Brian Dejno, Systems Security Professional
Since its inception many years ago, email usage continues to grow and evolve far beyond what was originally envisioned by it creators. It is now common for even the smallest business to host its own email system. As with all areas of business, there are some underlying risks involved in using email and hosting that system internally.
When examining risk from a security prospective, there are three areas that must be addressed: Confidentiality, Integrity, and Availability (or C,I,A). Confidentiality refers to protecting information from being revealed to unauthorized parties. Integrity deals with keeping data accurate and preventing unauthorized modification, and finally, Availability, refers to the ability to access data without obstruction or delay. Each risk can affect one or more of these areas. The following sections will help to identify the key areas of risk for email usage, highlight which areas are being affected, and provide methods to mitigate/reduce the risk level.
Mail Server Varieties
- POP3/IMAP Servers (MDaemon and Exchange) – POP3 and IMAP servers are very versatile servers that are intended to be operated in a trusted environment. These types of servers generally maintain their own account database (excluding Exchange) and thus user accounts and passwords are only valid on the email system itself. The primary vulnerability associated with these server types is that, by default, the authentication process takes place in clear text or an unencrypted state. A potential attacker, listening on the internal network, could sniff the mailbox authentication sessions and capture usernames and passwords resulting in Account Compromise. Steps can be taken to mitigate this risk by encrypting the entire communications session via a secure socket layer (SSL), similar to the type of secure connection available on the web via HTTPS. It should be noted that once the communications channel is encrypted, that the antivirus plug-in will no longer be able to scan incoming emails. Ultimately it is a choice of the lesser of two evils, or which method reduces risk to an acceptable/manageable level.
- RPC (Exchange) – The typical Microsoft Exchange implementation will be configured to only allow email clients to communicate via a Remote Procedure Call (RPC). The RPC communications is a Microsoft proprietary communications session that has secured the authentication and communications sessions between the client and server.
- Web Email (MDaemon, Exchange, Yahoo, etc.) – Web email allows for greater flexibility in where you can access mailboxes and send and receive emails. In the generic, non-business related, form, web email is generally offered as a free service (i.e., Yahoo, Hotmail, Gmail, etc). Allowing access to these email applications can present some level of risk to the organization as it opens up an avenue for non-public or sensitive information to be transmitted outside the organization. Typically, this risk can be simply managed through security awareness training, but could be further mitigated by blocking access to these web sites from inside the network. The second type of web email would be for access to employee’s company mailbox. This access could be either internal or external and in either case should be protected by a HTTPS session.
- Malware Entry Point (C,I,A) – The types of malware have changed a lot over the previous years. Today it encompasses any and all types of malicious software (viruses, worms, Trojans, adware, spyware, etc.), and using a messaging system creates an entry point for these types of software to infiltrate an organization. In order to control the threat of malware entering an organization, it is recommended that, at a minimum, an organization implement an antivirus solution at the perimeter of the network as well as on the email clients desktop.
- Server Compromise (C,I,A) – All hosts on the Internet are constantly being scanned and probed for available services and vulnerabilities. In order to reduce the risk of server compromise, it is recommended that an organization proactively maintain system patch levels and maintain a software assurance program with the software provider to ensure the availability of the latest software release.
- Confidential Information Leakage (C) – The risk of information leakage is best managed through an effective employee training program; however, in some cases training is not enough. In most cases organizations do not have the visibility to know what information is leaving the network. Some organizations may even require confidential information to be exchanged between business partners. In these cases egress (outbound) content filtering and encryption are the most effective controls to further mitigate this risk.

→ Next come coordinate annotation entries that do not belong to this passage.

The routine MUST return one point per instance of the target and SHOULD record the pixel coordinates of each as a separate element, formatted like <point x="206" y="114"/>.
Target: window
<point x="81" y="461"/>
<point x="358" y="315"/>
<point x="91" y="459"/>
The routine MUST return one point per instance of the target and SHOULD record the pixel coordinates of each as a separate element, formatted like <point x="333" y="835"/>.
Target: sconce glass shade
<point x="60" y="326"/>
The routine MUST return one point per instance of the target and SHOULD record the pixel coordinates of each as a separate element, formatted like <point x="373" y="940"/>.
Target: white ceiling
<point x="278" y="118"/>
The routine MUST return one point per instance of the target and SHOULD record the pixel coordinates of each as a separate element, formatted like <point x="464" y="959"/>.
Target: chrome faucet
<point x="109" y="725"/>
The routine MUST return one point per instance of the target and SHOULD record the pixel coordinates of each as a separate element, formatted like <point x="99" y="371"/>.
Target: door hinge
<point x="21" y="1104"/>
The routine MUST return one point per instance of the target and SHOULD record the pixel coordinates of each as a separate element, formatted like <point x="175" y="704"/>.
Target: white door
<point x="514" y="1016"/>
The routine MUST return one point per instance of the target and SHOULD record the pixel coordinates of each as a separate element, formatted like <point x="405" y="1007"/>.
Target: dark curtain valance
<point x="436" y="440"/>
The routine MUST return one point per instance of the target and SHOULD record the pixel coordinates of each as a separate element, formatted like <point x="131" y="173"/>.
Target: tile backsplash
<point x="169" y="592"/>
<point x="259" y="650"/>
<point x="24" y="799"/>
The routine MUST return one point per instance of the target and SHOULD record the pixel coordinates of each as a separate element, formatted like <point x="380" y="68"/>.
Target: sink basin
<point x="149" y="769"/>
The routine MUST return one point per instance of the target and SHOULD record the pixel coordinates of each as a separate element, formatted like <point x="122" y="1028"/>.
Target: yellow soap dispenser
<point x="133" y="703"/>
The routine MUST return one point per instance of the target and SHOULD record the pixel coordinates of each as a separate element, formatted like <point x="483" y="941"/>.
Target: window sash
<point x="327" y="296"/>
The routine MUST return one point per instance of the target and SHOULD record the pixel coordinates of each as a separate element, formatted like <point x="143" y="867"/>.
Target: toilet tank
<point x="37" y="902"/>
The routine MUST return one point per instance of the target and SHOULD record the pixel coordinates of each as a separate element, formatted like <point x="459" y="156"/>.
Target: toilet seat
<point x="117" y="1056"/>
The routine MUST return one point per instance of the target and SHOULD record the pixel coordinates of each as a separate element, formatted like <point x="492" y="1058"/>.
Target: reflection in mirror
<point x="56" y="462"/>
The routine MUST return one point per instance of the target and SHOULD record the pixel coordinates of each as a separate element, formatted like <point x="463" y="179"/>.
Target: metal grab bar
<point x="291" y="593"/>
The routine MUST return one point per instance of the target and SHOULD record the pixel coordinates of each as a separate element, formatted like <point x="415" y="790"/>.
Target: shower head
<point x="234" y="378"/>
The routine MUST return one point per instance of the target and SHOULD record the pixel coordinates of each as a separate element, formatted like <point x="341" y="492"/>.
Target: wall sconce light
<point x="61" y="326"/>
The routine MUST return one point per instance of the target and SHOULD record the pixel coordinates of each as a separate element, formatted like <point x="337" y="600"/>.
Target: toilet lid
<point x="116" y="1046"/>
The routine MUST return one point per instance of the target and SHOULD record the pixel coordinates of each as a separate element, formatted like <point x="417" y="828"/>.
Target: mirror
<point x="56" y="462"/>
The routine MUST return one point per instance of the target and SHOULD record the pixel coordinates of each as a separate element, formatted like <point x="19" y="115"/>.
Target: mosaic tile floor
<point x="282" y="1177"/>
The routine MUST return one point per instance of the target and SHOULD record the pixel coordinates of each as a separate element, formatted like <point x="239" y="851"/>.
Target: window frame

- Account Compromise (C, I) – Keeping a user’s account information confidential is one of the primary concerns with the email authentication process, and understanding this process for various email systems will help understand how to control/mitigate its vulnerabilities. If a user’s account is compromised, an attacker could have access to customer information stored in the mailbox and could possibly spoof emails from the compromised account.
Email has infiltrated our daily lives and will continue to expand to new areas making it more accessible and more critical to daily operations. Evaluating your current email system and understanding the risks associated with the technology are the first critical steps in assessing threats and vulnerabilities. Once the risks are identified, formulating the policies that govern its usage, implementing perpetual employee awareness training, and assigning additional technical controls can be put in place to mitigate these risks to an acceptable level.